Jugobanka
- Type: State-owned enterprise
- Industry: Financial services
- Founded: 1955
- Defunct: 2002
- Fate: Liquidated after the breakup of Yugoslavia
- Headquarters: Belgrade, Yugoslavia
- Area served: Yugoslavia
- Products: Banking services, loans

= Jugobanka =

Former bank in Belgrade

Jugobanka was a bank in Yugoslavia, based in Belgrade. Originally established in 1955 as the Yugoslav Bank for Foreign Trade (Jugoslovenska banka za spoljnu trgovinu), it adopted the name Jugobanka as part of comprehensive banking reform in 1970.

It became unviable following the breakup of Yugoslavia and was placed into liquidation in 2002, together with three other major Belgrade-based commercial banks.

==History==
The Yugoslav Bank for Foreign Trade was established in 1955, originally funded from federal grants and credits and later from deposits and foreign borrowing.

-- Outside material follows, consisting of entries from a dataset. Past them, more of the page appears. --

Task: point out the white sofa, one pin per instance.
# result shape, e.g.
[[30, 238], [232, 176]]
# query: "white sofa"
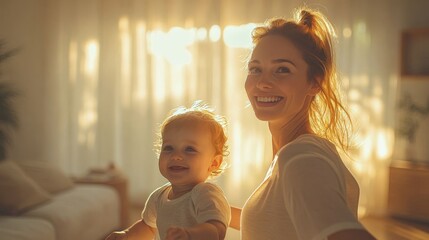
[[38, 202]]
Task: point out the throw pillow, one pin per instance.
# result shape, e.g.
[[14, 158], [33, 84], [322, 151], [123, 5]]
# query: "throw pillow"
[[48, 176], [18, 191]]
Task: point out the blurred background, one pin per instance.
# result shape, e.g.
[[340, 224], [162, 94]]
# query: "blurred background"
[[97, 77]]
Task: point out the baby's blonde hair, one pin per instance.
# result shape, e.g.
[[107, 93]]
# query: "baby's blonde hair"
[[200, 112]]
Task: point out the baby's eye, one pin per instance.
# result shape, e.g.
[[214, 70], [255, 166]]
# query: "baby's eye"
[[167, 148], [190, 149], [283, 70], [254, 70]]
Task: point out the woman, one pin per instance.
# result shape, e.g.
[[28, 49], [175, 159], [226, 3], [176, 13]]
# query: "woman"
[[307, 193]]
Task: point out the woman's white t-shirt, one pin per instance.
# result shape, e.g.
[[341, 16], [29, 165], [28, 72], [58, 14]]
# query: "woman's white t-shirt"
[[307, 194], [206, 201]]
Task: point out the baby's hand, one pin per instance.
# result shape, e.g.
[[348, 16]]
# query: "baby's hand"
[[177, 233], [120, 235]]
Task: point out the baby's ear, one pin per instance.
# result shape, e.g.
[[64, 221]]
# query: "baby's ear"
[[217, 161]]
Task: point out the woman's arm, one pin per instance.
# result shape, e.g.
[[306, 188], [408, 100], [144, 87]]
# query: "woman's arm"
[[139, 230], [210, 230], [351, 234], [235, 218]]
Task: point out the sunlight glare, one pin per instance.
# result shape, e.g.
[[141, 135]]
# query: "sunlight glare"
[[238, 36], [91, 57], [142, 81], [215, 33], [73, 58], [125, 40], [347, 32]]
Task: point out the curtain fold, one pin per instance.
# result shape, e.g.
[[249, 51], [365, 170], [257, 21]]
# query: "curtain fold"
[[118, 67]]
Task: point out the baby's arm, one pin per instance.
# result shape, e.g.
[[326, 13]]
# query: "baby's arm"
[[139, 230], [211, 230], [235, 218]]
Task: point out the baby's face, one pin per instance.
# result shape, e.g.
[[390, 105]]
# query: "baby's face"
[[187, 153]]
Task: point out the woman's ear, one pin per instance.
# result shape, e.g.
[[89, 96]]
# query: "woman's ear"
[[315, 87]]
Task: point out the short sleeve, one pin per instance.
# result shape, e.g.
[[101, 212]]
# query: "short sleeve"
[[315, 197], [149, 213], [211, 204]]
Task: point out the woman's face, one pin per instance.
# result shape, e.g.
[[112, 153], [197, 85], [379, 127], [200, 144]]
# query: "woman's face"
[[277, 84]]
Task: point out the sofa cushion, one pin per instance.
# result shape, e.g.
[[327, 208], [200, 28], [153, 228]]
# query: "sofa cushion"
[[85, 212], [25, 228], [18, 191], [48, 176]]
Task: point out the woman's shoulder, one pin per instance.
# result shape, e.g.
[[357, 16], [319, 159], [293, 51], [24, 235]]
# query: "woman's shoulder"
[[310, 147]]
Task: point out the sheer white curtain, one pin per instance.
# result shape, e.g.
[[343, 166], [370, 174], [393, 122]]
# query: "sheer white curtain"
[[115, 69]]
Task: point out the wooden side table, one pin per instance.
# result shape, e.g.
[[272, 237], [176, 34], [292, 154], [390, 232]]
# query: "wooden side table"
[[119, 183]]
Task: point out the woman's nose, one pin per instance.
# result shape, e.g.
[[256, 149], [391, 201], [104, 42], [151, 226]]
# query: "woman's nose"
[[264, 82], [176, 156]]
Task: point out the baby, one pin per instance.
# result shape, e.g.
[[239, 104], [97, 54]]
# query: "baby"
[[192, 145]]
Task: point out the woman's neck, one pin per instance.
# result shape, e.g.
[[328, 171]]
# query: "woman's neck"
[[285, 133]]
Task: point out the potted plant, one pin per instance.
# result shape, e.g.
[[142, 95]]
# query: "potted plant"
[[8, 116]]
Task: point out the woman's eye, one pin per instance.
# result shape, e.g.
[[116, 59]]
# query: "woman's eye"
[[167, 148], [254, 70], [190, 149], [283, 70]]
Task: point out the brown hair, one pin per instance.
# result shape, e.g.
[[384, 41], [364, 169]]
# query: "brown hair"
[[201, 112], [313, 35]]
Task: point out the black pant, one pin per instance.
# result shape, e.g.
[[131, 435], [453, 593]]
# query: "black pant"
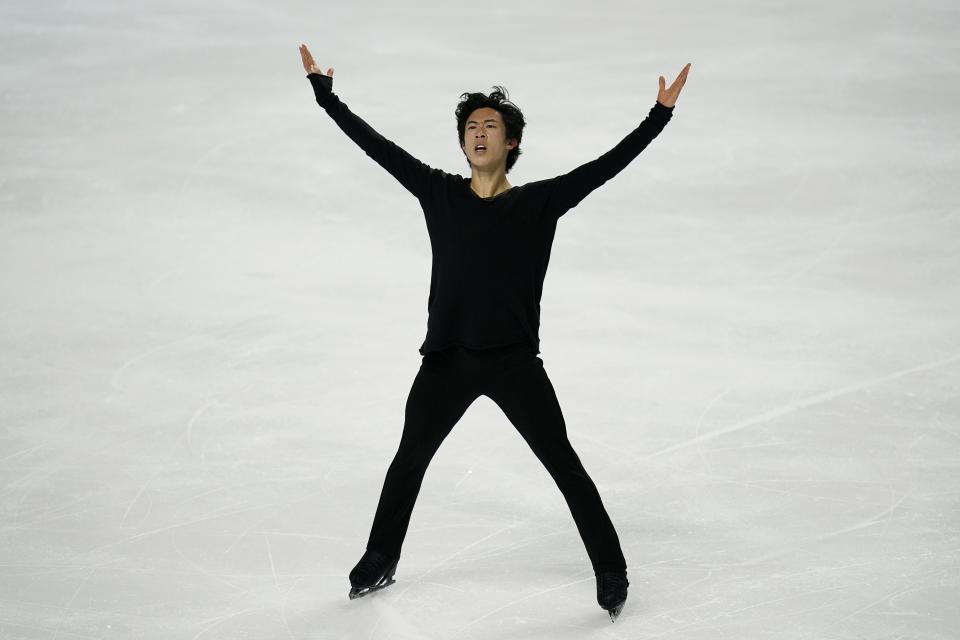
[[514, 378]]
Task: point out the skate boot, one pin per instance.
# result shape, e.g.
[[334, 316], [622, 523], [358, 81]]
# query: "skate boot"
[[373, 572], [612, 591]]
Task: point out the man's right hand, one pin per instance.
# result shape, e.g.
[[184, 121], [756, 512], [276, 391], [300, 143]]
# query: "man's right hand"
[[309, 65]]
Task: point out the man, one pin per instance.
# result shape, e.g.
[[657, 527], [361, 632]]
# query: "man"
[[491, 246]]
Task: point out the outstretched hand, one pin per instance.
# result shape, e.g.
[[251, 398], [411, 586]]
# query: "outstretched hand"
[[309, 65], [668, 97]]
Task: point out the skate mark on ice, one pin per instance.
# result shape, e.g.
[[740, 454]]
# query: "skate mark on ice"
[[276, 581], [793, 407]]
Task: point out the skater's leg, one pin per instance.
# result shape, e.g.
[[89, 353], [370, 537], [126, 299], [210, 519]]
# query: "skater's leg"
[[438, 398], [527, 397]]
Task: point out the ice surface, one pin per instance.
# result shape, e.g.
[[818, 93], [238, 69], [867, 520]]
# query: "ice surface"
[[212, 304]]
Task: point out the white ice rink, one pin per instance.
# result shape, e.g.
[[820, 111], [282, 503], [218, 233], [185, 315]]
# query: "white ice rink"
[[212, 302]]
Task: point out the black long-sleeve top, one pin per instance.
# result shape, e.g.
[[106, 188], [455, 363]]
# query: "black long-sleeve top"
[[490, 255]]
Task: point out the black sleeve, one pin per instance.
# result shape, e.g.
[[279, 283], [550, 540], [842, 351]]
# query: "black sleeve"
[[570, 188], [414, 175]]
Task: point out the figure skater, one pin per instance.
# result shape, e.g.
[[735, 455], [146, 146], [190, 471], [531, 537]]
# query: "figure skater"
[[491, 245]]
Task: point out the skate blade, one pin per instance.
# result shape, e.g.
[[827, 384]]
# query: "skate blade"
[[614, 612], [360, 592]]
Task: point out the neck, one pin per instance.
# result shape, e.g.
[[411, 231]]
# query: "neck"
[[489, 183]]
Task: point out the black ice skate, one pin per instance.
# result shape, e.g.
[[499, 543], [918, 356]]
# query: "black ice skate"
[[373, 572], [612, 591]]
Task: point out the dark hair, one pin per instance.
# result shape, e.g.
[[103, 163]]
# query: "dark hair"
[[512, 117]]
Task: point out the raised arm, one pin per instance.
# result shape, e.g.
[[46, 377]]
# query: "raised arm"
[[569, 189], [413, 174]]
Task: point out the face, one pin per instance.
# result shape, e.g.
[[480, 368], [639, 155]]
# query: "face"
[[485, 126]]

By the 1980s, Jugobanka was one of nine so-called associated banks that formed the backbone of the commercial banking sector in Yugoslavia, together with Beogradska Banka in Belgrade, Vojvođanska Banka in Novi Sad, Kosovska Banka in Pristina, United Bank of Croatia in Zagreb, Ljubljanska Banka, Privredna Banka Sarajevo, Stopanska Banka in Skopje, and Investment Bank Titograd.

Jugobanka was placed into liquidation in 2002 together with its peers Beobanka, Beogradska Banka, and Investbanka, as public confidence in those banks had effectively evaporated. The liquidation proceedings were still ongoing by 2015.

==Head office==
Jugobanka's head office, at Kralja Petra Street 19 in Belgrade, faced the National Bank Building across a prominent intersection. It was completed in 1960 on a design by architect Grigorije Samojlov. It later became a branch of NLB Komercijalna Banka.

In 2026, it was announced that it would be redeveloped as a hotel.